Performance analysis of a novel concave-convex surface liquid cooling plate for a prismatic Li-ion battery pack under high discharge rate

In response to the critical need for efficient heat dissipation in high discharge rate Li-ion batteries, this study introduced a novel Concave-Convex Surface Liquid Cooling Plate (CCS LCP). The CCS LCP was specifically designed to address the rapid temperature elevation and non-uniform thermal distribution observed in prismatic Li-ion battery packs during large discharge rate of 5C. This paper used the computational fluid dynamics simulation as the research tool and proposed a new comprehensive evaluation index (epsilon) to assess the performance of different LCPs in terms of both cooling performance and flow resistance. Firstly, the performance of this novel CCS LCP was compared with that of three traditional LCPs: a water jacket LCP, a Z-shaped linear parallel channel LCP and an LCP with cylindrical splitters. Then, the effects on the CCS LCP by changing the arrangement of inlet and outlet were investigated.
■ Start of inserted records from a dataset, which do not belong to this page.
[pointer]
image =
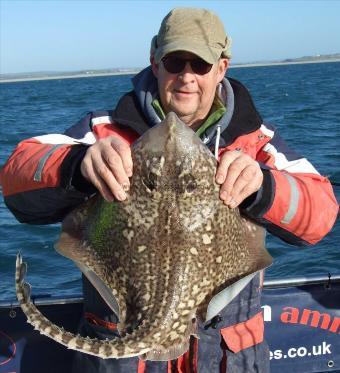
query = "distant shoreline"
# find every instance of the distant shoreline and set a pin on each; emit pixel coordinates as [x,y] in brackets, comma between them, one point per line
[133,72]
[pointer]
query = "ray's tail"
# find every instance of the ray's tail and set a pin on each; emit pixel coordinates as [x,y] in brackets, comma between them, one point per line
[131,345]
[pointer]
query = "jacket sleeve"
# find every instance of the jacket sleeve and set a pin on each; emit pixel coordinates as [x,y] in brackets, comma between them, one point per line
[37,178]
[295,202]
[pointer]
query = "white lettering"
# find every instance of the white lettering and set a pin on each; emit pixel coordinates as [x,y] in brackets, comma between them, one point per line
[267,313]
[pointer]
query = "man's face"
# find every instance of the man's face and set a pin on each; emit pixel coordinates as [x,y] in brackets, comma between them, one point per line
[188,94]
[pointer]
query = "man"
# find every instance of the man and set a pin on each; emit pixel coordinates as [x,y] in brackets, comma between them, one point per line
[47,176]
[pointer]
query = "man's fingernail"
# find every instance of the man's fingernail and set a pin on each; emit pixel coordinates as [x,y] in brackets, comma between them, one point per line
[224,195]
[228,200]
[121,196]
[219,179]
[126,187]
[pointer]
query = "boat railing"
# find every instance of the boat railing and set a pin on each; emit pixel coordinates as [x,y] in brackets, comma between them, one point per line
[326,280]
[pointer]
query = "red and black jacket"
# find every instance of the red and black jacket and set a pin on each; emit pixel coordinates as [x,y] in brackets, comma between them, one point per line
[41,180]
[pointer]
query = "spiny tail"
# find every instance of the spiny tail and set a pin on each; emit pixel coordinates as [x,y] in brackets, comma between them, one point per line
[104,349]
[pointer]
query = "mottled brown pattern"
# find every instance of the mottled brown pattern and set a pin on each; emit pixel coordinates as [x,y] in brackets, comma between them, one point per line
[165,251]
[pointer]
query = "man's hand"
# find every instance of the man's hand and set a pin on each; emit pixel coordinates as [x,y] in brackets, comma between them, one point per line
[239,176]
[108,165]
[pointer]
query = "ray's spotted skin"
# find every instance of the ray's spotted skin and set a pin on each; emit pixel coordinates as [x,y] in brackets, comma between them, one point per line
[158,257]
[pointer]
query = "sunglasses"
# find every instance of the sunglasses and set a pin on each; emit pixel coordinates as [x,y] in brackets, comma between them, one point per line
[175,65]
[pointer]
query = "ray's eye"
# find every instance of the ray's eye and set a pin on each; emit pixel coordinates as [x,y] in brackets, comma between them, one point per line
[151,181]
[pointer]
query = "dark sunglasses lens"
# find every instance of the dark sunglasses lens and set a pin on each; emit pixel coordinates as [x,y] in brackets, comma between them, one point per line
[199,66]
[174,65]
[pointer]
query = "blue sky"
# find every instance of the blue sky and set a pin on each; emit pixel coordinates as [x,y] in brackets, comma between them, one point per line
[77,34]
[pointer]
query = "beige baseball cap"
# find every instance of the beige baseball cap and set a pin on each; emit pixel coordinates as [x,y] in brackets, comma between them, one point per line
[194,30]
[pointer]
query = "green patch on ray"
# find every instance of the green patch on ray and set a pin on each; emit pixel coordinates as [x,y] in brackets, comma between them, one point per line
[103,222]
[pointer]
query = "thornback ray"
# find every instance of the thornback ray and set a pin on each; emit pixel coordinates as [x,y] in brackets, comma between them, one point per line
[160,257]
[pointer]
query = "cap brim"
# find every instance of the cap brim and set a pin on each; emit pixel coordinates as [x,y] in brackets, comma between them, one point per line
[207,53]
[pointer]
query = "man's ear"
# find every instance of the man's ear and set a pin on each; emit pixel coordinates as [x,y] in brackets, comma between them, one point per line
[223,64]
[154,66]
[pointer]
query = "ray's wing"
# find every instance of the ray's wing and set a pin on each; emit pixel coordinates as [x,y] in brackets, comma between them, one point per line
[89,240]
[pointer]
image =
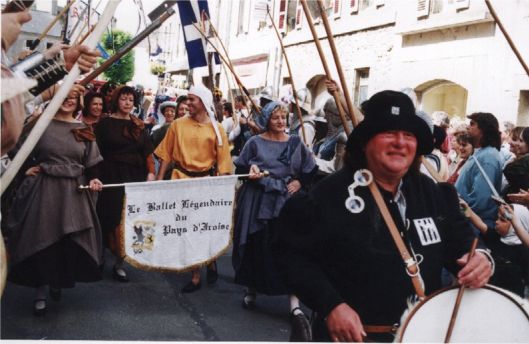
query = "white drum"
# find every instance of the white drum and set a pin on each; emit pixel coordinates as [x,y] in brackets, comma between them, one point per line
[486,315]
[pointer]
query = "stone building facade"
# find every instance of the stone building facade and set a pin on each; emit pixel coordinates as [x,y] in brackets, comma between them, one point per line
[450,52]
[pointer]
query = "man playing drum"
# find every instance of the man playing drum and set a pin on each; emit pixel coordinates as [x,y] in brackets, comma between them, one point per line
[342,261]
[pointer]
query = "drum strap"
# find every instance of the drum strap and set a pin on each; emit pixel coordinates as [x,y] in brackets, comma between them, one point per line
[381,328]
[431,169]
[412,267]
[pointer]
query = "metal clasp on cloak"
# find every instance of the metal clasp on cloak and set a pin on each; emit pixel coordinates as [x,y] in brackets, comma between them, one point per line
[355,204]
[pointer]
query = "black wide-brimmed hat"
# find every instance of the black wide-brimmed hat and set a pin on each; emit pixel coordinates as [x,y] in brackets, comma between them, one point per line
[386,111]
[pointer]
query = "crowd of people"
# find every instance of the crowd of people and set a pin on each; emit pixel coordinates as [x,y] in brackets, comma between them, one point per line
[308,228]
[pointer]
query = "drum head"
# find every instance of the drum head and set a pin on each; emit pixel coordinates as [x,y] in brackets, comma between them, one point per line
[486,315]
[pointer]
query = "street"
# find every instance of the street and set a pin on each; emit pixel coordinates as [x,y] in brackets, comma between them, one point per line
[149,307]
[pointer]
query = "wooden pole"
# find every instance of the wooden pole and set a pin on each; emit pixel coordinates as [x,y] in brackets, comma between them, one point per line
[459,297]
[226,62]
[36,42]
[234,115]
[509,40]
[336,57]
[298,108]
[51,110]
[335,94]
[85,35]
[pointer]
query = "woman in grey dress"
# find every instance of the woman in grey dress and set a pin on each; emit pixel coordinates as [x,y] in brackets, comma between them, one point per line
[54,234]
[260,199]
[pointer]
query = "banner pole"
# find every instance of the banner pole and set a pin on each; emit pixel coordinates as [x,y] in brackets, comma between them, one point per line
[105,186]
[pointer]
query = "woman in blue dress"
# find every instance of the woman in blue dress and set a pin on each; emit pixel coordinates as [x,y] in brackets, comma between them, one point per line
[291,167]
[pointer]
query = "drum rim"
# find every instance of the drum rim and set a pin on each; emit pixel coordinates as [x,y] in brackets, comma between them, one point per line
[402,329]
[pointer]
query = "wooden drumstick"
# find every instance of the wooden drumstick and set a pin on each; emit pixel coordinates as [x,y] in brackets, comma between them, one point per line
[459,296]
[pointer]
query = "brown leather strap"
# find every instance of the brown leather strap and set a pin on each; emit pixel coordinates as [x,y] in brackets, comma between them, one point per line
[431,170]
[412,268]
[380,328]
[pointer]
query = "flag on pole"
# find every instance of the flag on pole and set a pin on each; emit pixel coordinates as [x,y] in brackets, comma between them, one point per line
[104,53]
[179,224]
[190,13]
[158,50]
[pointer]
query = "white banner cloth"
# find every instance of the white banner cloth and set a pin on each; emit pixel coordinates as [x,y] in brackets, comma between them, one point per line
[177,224]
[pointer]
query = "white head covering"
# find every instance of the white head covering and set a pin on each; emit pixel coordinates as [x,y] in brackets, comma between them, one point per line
[207,99]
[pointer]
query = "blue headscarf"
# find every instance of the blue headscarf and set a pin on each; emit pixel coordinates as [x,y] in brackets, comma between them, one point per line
[266,113]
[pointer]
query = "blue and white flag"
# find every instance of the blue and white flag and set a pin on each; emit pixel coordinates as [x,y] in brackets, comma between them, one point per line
[104,53]
[190,12]
[158,50]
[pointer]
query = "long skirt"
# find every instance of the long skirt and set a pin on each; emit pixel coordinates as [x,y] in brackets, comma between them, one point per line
[256,268]
[59,265]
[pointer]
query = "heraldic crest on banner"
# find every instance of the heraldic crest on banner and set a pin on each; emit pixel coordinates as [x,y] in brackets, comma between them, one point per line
[143,238]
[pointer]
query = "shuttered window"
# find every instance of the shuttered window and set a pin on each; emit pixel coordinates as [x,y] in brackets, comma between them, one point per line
[423,7]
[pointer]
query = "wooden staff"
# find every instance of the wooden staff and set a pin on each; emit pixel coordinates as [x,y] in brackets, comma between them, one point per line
[127,47]
[240,86]
[335,94]
[334,51]
[36,42]
[298,108]
[233,114]
[507,37]
[459,296]
[56,102]
[80,41]
[226,62]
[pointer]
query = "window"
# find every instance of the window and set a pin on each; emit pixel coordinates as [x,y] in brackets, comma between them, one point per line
[431,7]
[291,14]
[243,23]
[260,14]
[282,22]
[337,9]
[353,5]
[423,8]
[361,86]
[299,15]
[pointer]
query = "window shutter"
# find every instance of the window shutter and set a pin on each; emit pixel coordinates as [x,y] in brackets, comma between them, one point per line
[423,8]
[247,16]
[353,4]
[282,21]
[462,4]
[337,9]
[299,15]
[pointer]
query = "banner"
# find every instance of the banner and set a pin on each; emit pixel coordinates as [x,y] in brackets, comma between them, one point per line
[179,224]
Furthermore, the influences on CCS LCP by adding baffles were studied. The results show that the addition of longitudinal or horizontal baffles can effectively decrease applicable inlet mass flow rate to 0.01 kg.s(-1). Self-heat exchange within coolant formed by the addition of horizontal baffles can significantly decrease the maximum temperature of the battery pack (T-max) to 301.64 K and the maximum temperature difference of the battery pack (Delta T-max) to 2.96 K. After comprehensive analyses, the optimal structure is the I-type inlet/outlet arrangement CCS LCP. Comparing I-CCS LCP with other traditional LCPs under the same inlet mass flow rate, I-CCS LCP can reduce Delta T-max by a maximum of 74.97 % and increase comprehensive evaluation index epsilon by 191.12 %. This novel CCS LCP shows an enormous potential in both flow and heat transfer performance and this study offers valuable insights for engineering applications aiming to improve battery reliability in demanding operating conditions.